Currently, armour stacks multiplicatively. A person wearing a SCAF suit with the helmet up, as well as a watchdog respirator, for instance, would calculate their effective piercing resistance as such:
0.55x0.95x0.95=0.4966
45% piercing resistance from the SCAF suit, 5% from the SCAF suit helmet, and 5% from the mask.
AP applies as an exponent to effective resistance, and is calculated by subtracting the AP value of the projectile from 1. Something with 0.7 AP, for instance, would result in an exponent to the resistance of 0.3. For the SCAF suit example earlier, this would be 0.4966^0.3, or around 0.8106 (around 19% resistance). This resistance applies to the damage of the projectile itself.
These systems are completely unintuitive, hard to caluclate on the fly, and fall apart completely when armour plates are added to the calculation. A plasteel plate has 75HP before it breaks. It doesn't have any resistances, do AP does not apply. A 9x19mm AP round does 7 piercing damage. An FMJ round does 24. It takes four FMJ rounds or eleven AP rounds to break a plasteel plate. That's nearly three times as long.

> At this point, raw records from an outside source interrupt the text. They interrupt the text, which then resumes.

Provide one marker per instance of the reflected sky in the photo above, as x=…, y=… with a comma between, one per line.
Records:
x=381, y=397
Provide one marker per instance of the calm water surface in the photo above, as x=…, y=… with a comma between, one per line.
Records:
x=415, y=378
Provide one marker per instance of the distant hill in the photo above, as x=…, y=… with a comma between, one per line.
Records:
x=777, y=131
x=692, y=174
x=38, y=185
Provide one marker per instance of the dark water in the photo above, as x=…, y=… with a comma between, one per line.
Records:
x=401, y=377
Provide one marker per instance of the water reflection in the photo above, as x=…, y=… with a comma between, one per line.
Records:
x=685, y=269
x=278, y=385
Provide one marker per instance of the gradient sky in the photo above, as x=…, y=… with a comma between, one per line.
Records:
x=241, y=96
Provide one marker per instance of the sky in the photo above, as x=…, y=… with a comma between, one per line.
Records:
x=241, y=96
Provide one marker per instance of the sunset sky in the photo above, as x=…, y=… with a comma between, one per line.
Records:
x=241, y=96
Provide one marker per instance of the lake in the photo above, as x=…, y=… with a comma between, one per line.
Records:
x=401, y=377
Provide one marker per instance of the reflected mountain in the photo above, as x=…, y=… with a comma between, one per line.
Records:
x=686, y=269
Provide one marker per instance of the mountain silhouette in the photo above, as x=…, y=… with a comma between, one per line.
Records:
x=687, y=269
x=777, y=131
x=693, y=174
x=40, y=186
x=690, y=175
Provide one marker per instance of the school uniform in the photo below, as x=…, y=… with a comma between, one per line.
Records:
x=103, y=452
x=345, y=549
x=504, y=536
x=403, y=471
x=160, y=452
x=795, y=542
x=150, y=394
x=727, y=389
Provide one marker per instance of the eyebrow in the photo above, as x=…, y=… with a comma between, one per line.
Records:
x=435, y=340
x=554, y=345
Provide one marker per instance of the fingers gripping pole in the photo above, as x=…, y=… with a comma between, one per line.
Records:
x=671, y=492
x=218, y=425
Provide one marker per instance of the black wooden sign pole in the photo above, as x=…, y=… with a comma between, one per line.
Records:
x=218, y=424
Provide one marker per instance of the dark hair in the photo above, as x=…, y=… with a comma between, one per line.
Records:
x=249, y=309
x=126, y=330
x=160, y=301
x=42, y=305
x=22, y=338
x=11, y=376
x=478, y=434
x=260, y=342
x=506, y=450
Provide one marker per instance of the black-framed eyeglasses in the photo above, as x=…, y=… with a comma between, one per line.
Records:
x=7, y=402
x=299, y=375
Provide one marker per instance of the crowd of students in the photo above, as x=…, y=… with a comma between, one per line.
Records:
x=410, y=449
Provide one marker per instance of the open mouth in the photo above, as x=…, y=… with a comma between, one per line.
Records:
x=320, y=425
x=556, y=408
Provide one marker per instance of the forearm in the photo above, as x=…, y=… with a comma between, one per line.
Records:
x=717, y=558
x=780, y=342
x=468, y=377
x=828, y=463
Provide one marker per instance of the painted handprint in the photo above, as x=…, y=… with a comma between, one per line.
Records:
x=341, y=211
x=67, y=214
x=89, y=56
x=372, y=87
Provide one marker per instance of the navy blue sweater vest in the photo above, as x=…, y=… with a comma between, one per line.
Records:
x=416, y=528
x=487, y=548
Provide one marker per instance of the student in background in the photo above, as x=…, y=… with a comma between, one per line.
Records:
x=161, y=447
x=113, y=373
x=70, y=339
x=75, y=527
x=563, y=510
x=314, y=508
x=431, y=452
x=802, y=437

And even without taking plating into account, the current damage of AP rounds is so low that it doesn't even matter anyways. As seen in the photo attached, which is my manual TTK testing, of which the 9x19mm AP round has a whopping 0.9 AP, it falls behind FMJ in every single metric, taking four seconds longer to kill a person without a plate than a person WITH one, if shot by FMJs. The only situation in which I have found that AP increases TTK is with the juggernaut suit, which has 80% pierce resistance. It took 18 shots AP 9x19mm versus 22 shots FMJ 9x19mm to crit, and even then, adding a single plasteel plate brings that to 29 shots AP and 26 FMJ.
There is no reason to use AP ammo under any circumstance.